Tuesday, June 24, 2008

Configuring TortiseMerge for use with Mercurial

I've been using Mercurial primarily on a Mac, but also on a Windows box for a client. Since the Windows box isn't my primary platform, it tends to be under-configured/under-tricked-out. After my first conflicted hg merge, it was time to set up a merge program.
I guess Mercurial looks through the registry where it was finding some wacked out description for P4 merge. (The client currently uses P4.) It was referring to some path that didn't exist.
I have TortiseSVN on the machine from work for a different client, so I figured I'd use that merge program. Googling around, I didn't find an example, so here you go (even though it's not real hard - see MergeToolConfiguration for details):

TortoiseMerge.args=/mine:$local /theirs:$other /base:$base -o /merged:$output


Tuesday, May 27, 2008

DVCS (Mercurial) for Students

I just had a bit of an epiphany for yet another reason why distributed version control systems (DVCS) like Mercurial rock. In an advanced software engineering class (e.g., a capstone project), it would be appropriate to have project teams using a SCM/VCS tool. At my campus, we've never pushed that because it can be a pain to set up a server for students to access. Gotta have a dedicated host for it. Firewalls have to be open. Permissions and users have to be set up. Yada, yada, yada.

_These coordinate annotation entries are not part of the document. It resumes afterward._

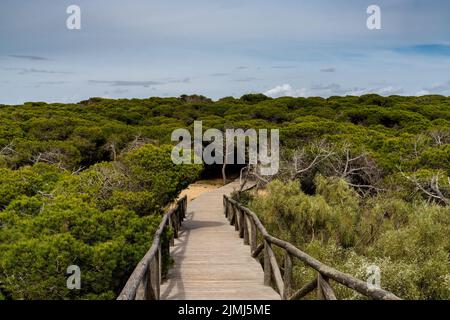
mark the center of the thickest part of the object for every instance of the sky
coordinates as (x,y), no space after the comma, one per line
(219,48)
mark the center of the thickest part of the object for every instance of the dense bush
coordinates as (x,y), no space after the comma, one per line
(102,219)
(86,184)
(408,241)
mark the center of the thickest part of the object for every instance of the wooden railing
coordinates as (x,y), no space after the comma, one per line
(248,225)
(144,283)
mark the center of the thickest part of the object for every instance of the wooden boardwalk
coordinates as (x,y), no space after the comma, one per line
(211,261)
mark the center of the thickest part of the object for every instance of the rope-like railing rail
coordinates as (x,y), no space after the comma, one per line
(144,283)
(248,225)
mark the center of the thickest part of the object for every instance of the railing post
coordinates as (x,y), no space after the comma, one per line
(267,267)
(253,235)
(241,223)
(287,279)
(246,229)
(149,294)
(324,290)
(236,217)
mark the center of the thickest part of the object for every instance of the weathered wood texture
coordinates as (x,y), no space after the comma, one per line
(210,260)
(283,283)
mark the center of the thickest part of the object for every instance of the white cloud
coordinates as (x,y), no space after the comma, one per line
(422,93)
(286,90)
(327,90)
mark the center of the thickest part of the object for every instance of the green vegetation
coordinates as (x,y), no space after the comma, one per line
(363,180)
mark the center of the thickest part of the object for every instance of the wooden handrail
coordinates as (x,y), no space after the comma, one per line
(272,274)
(144,283)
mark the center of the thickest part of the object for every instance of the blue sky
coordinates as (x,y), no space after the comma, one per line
(143,48)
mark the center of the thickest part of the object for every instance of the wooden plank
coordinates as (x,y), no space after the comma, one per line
(210,260)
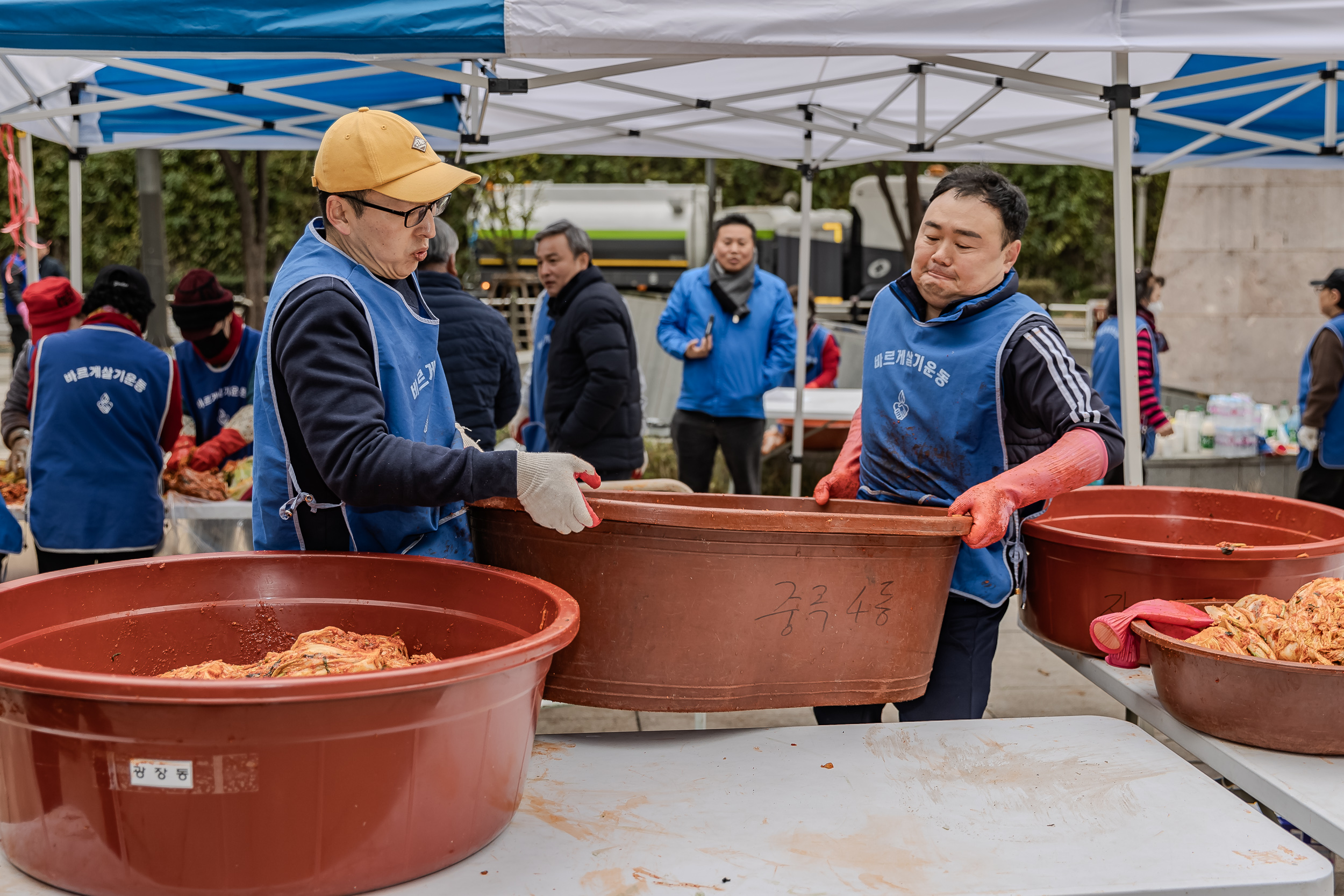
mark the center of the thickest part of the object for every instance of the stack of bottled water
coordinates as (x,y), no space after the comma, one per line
(1235,424)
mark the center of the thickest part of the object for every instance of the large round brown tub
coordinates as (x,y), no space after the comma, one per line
(1295,707)
(716,602)
(1103,548)
(280,786)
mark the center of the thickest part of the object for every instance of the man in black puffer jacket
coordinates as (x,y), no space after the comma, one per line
(475,345)
(593,375)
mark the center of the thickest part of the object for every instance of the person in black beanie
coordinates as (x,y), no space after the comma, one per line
(216,358)
(100,386)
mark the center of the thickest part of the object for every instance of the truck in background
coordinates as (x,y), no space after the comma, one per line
(644,235)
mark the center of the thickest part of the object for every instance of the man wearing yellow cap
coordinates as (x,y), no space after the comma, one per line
(356,448)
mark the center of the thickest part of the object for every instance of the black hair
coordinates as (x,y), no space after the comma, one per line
(355,198)
(577,238)
(124,289)
(993,190)
(733,218)
(1144,283)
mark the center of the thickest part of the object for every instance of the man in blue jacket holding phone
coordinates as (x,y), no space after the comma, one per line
(733,326)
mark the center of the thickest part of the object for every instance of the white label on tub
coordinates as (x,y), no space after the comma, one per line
(162,773)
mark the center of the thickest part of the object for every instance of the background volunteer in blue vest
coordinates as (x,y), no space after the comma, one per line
(593,367)
(216,361)
(931,432)
(356,447)
(475,345)
(732,366)
(104,407)
(1321,433)
(52,307)
(1148,296)
(15,281)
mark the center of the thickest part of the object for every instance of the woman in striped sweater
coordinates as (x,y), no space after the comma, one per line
(1148,292)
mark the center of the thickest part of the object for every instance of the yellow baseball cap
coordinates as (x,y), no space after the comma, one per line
(375,149)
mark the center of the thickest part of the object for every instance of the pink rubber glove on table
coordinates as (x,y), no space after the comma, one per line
(843,478)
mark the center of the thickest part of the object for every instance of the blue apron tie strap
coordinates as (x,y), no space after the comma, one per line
(287,510)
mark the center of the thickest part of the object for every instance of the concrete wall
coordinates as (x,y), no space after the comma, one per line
(1238,248)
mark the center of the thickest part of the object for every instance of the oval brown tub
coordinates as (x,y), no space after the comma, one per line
(280,786)
(1104,548)
(1293,707)
(717,602)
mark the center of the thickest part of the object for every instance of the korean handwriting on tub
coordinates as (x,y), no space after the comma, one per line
(818,606)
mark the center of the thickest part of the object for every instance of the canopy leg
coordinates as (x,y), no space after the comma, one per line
(77,221)
(800,316)
(30,202)
(1124,197)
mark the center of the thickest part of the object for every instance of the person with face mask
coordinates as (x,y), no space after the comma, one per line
(216,358)
(1148,296)
(358,447)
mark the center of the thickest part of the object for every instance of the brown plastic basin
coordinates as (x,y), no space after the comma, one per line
(716,602)
(299,786)
(1103,548)
(1293,707)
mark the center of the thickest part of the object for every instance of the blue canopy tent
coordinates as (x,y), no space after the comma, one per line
(1031,81)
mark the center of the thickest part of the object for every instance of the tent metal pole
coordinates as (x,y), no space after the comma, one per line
(1141,219)
(800,315)
(1332,92)
(30,202)
(77,221)
(1124,199)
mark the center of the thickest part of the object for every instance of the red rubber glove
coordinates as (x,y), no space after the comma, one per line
(593,481)
(214,451)
(1074,461)
(1113,636)
(181,451)
(843,478)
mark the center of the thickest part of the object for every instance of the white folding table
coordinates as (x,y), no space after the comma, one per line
(818,405)
(1307,790)
(1074,805)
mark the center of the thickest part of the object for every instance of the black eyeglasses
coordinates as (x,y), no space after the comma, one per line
(420,211)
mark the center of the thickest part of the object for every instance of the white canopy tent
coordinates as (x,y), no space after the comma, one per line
(785,84)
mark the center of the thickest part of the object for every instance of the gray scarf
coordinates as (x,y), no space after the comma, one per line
(733,291)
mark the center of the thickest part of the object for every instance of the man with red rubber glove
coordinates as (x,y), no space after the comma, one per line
(974,404)
(216,358)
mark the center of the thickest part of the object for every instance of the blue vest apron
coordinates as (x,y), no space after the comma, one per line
(416,404)
(1106,372)
(1331,448)
(211,396)
(816,342)
(932,420)
(534,432)
(100,396)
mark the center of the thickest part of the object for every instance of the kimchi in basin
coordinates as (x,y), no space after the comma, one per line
(117,784)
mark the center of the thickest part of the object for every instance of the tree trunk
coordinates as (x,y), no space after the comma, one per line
(254,218)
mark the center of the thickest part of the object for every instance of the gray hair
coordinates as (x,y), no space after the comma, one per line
(442,245)
(574,235)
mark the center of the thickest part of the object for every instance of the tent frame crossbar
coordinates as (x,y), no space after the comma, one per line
(870,127)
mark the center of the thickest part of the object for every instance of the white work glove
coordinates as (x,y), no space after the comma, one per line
(19,453)
(549,493)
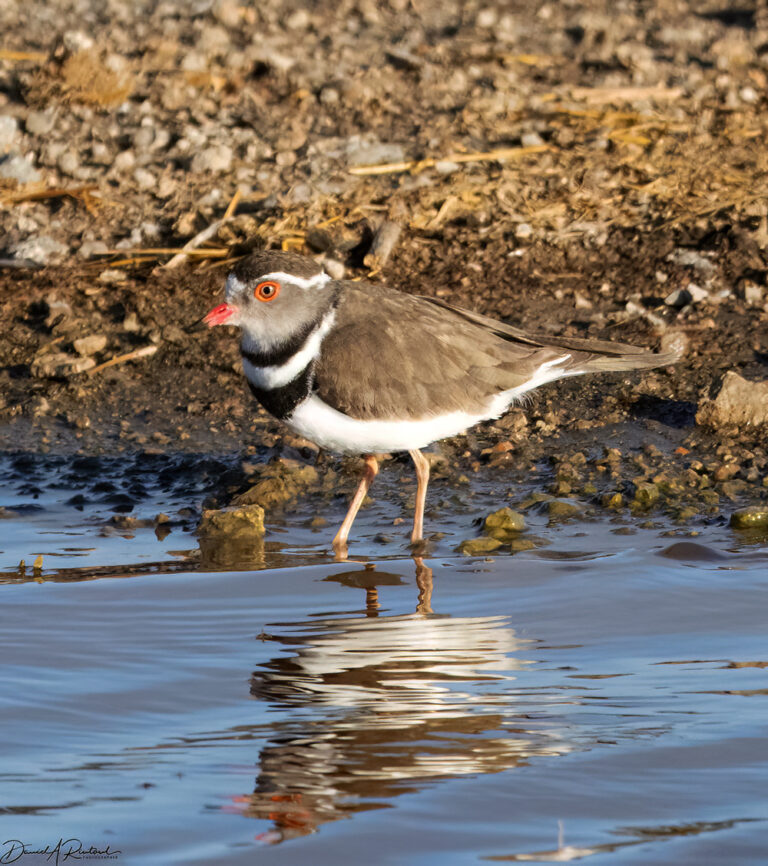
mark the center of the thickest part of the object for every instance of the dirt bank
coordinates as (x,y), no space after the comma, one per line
(588,169)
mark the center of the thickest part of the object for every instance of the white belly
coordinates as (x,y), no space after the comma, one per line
(331,429)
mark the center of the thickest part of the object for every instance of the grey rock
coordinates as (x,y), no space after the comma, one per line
(112,276)
(9,132)
(531,139)
(739,402)
(41,122)
(69,162)
(42,249)
(697,293)
(131,323)
(144,179)
(17,167)
(678,299)
(753,294)
(373,153)
(216,159)
(90,345)
(101,154)
(76,41)
(333,268)
(691,259)
(89,249)
(524,230)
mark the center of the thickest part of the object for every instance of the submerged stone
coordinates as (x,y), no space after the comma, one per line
(240,520)
(479,546)
(231,537)
(646,495)
(503,523)
(755,517)
(559,510)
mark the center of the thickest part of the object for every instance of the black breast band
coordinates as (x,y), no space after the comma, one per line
(281,402)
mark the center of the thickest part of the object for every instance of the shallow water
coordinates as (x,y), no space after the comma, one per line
(602,697)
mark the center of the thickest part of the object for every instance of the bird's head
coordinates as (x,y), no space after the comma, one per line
(272,296)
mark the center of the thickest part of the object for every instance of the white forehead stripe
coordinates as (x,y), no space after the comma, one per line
(316,282)
(234,285)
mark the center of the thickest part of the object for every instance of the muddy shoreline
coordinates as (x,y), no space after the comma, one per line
(566,169)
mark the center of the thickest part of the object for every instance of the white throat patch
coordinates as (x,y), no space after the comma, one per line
(277,375)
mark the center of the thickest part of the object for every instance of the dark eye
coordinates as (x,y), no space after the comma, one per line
(267,291)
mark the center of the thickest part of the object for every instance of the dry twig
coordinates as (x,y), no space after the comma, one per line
(417,165)
(143,352)
(204,235)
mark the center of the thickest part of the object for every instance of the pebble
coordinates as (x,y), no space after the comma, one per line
(41,122)
(678,299)
(90,345)
(479,546)
(755,517)
(559,510)
(9,132)
(373,153)
(691,259)
(216,159)
(17,167)
(124,161)
(523,230)
(68,162)
(112,276)
(739,402)
(42,250)
(89,249)
(144,178)
(697,293)
(503,523)
(753,294)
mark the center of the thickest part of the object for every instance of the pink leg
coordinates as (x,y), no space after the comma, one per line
(422,476)
(370,472)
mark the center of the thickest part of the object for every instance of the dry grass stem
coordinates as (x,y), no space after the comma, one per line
(417,165)
(143,352)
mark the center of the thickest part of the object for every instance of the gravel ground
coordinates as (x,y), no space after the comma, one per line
(587,168)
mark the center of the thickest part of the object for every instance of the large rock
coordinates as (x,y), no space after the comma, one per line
(243,519)
(739,403)
(232,537)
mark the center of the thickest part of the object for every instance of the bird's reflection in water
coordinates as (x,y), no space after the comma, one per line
(382,704)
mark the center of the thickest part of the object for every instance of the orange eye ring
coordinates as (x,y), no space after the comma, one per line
(266,291)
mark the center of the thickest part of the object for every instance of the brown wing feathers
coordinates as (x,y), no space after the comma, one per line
(398,356)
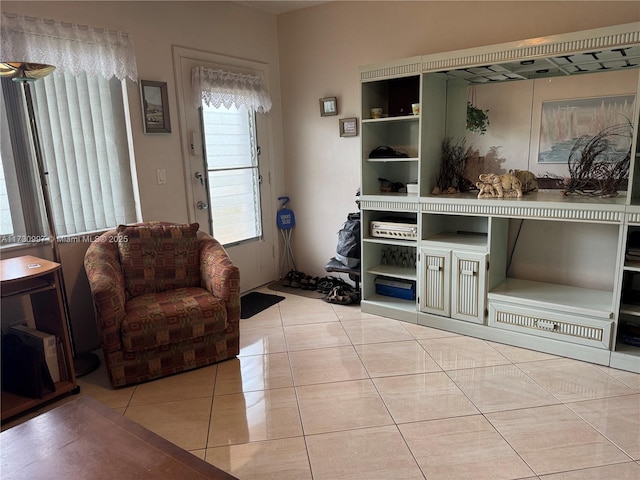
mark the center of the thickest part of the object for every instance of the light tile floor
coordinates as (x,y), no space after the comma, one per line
(323,391)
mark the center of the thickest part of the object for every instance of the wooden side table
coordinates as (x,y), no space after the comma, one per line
(40,280)
(85,439)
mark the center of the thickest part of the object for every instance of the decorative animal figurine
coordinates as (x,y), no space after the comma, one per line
(506,185)
(527,179)
(486,190)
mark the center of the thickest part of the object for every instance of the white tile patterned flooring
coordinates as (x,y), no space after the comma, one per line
(323,391)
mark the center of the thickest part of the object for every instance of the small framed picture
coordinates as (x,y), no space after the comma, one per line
(328,106)
(349,127)
(155,107)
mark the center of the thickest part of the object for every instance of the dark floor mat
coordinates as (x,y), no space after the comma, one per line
(255,302)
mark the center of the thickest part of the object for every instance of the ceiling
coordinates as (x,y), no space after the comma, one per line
(278,7)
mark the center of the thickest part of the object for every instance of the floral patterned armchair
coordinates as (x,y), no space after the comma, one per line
(167,300)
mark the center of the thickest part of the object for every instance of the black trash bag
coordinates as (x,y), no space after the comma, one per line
(24,368)
(348,249)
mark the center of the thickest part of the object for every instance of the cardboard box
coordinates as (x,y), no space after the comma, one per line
(47,342)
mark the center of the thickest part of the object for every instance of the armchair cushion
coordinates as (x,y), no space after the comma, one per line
(158,257)
(157,319)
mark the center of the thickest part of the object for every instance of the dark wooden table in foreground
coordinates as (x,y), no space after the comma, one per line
(83,439)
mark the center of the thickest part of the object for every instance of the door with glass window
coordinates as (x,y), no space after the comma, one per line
(228,172)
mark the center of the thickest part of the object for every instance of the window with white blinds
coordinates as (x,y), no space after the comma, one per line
(84,140)
(233,175)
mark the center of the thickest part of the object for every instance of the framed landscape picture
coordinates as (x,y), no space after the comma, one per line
(563,122)
(155,107)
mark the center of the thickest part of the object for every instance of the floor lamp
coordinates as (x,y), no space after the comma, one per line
(26,73)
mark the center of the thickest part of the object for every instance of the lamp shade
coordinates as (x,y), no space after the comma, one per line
(25,71)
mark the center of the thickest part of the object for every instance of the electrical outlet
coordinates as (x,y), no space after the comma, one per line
(162,176)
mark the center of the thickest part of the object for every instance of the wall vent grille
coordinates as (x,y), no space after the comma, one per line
(543,324)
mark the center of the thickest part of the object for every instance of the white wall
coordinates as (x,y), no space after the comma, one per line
(321,49)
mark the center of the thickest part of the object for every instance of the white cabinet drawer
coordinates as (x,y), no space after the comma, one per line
(583,330)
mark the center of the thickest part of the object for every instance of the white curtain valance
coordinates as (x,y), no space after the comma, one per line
(77,49)
(217,88)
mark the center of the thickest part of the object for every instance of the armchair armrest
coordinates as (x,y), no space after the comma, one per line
(220,276)
(102,265)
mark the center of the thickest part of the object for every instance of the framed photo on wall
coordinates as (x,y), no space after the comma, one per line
(349,127)
(328,106)
(155,107)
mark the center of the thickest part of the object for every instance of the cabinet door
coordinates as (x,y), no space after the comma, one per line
(435,293)
(468,290)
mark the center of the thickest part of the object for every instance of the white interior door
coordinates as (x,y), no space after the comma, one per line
(220,186)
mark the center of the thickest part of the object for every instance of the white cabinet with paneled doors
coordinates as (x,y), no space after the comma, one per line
(453,283)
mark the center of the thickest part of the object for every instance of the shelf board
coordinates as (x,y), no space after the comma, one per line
(392,241)
(405,273)
(400,118)
(393,160)
(630,309)
(627,349)
(474,241)
(565,298)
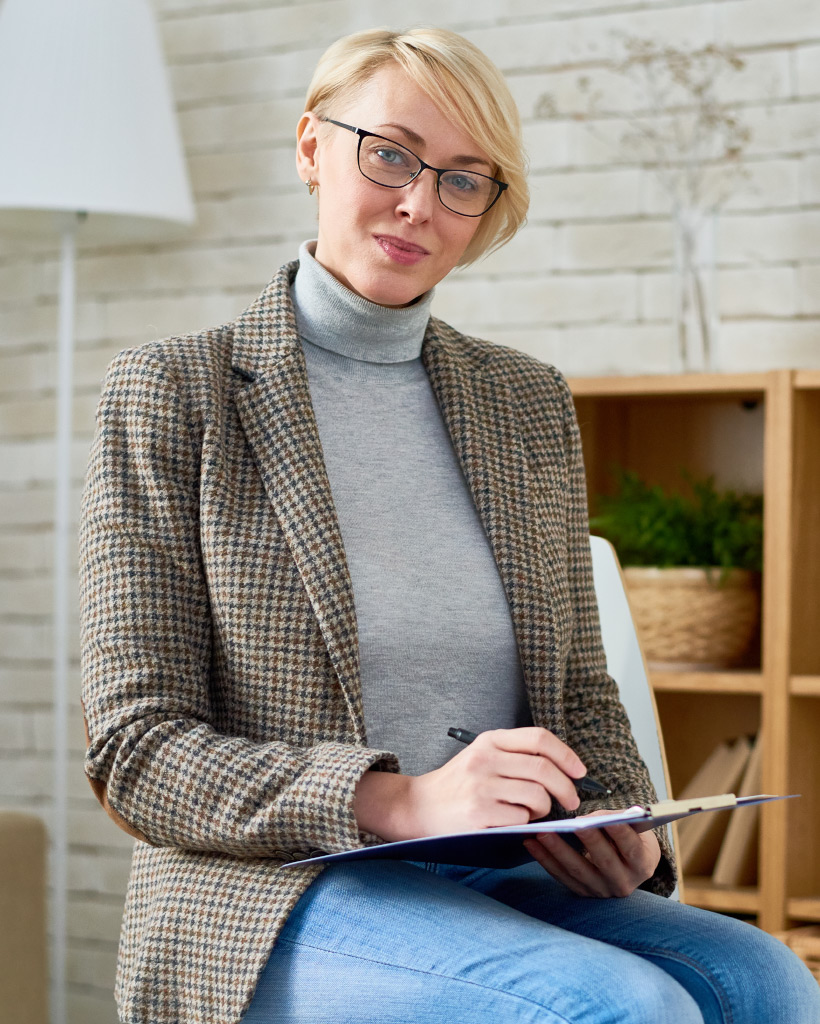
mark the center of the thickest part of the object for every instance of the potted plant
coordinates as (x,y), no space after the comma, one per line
(692,564)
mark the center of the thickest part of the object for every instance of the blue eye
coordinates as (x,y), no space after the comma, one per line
(461,182)
(393,157)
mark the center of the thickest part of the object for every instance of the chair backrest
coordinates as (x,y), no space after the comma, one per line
(626,663)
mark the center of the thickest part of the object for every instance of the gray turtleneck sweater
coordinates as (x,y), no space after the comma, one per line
(436,640)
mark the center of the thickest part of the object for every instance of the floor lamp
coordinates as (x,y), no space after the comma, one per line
(89,150)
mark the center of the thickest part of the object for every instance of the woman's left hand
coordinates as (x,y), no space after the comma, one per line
(615,859)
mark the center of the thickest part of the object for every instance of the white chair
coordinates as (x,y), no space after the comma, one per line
(624,663)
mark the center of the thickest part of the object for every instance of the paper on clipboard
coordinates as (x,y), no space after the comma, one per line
(502,847)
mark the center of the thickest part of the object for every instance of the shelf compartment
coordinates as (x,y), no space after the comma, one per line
(701,891)
(708,682)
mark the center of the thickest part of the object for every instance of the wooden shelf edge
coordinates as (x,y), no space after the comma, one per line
(805,686)
(804,908)
(807,378)
(706,682)
(700,891)
(756,384)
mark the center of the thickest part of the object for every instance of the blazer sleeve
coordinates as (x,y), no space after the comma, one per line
(598,728)
(154,758)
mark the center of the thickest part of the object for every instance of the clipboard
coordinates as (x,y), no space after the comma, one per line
(502,846)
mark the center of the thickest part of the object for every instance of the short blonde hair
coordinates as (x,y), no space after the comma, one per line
(465,85)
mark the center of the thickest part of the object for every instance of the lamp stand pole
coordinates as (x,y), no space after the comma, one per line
(62,534)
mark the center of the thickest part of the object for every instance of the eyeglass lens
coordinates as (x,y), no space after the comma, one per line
(392,165)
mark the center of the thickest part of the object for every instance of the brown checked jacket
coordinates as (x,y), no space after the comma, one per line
(220,659)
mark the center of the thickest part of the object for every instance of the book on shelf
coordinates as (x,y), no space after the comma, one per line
(699,838)
(737,859)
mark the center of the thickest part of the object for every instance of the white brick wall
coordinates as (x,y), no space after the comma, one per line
(587,284)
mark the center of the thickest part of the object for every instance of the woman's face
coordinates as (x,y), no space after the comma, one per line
(388,245)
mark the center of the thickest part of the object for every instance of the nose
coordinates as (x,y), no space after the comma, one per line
(418,200)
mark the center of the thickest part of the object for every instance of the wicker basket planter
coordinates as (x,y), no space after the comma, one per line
(695,619)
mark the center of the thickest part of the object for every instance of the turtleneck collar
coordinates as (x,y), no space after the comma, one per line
(332,316)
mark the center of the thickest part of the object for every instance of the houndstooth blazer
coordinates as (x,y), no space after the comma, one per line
(220,662)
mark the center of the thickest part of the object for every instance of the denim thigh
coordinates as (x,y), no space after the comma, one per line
(736,973)
(393,943)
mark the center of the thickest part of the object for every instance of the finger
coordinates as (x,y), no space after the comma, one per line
(623,870)
(575,870)
(604,857)
(545,857)
(524,794)
(533,739)
(542,770)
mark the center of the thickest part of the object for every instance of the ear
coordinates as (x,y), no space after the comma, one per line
(307,146)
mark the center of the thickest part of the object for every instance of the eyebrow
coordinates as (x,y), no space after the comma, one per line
(463,161)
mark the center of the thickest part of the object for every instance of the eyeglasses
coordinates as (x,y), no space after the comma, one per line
(387,163)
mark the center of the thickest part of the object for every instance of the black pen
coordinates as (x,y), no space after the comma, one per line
(590,784)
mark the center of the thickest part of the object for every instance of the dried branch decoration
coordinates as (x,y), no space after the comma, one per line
(689,138)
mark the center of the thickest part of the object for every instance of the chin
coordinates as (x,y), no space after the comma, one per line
(393,293)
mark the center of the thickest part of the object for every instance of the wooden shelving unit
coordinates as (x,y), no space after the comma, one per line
(751,431)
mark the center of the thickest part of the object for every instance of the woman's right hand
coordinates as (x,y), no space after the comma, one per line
(504,777)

However, with a DVCS tool like Mercurial, it would be trivial and wouldn't require any networking at all. Students could use the modern equivalent of SneakerNet: ThumbNet. Put the whole repo on a thumb drive, meet up with your project partners, push and pull, done. Or, if the project is small enough - just email whole repos around. In this context, "distributed" also means you don't need any support from The Man, and that's a good thing.

For better or worse, I don't teach those classes, but if I did....


Friday, May 16, 2008

@Override is your friend

When Java 5 came out, I had my head down teaching and wasn't really paying attention. I've since started working with it and have been using annotations for "big" tasks like Hibernate/JPA metadata. I was pretty underwhelmed by @Override - one of the only stock annotations. When I implement toString, I know I'm overriding the method on Object. Who cares?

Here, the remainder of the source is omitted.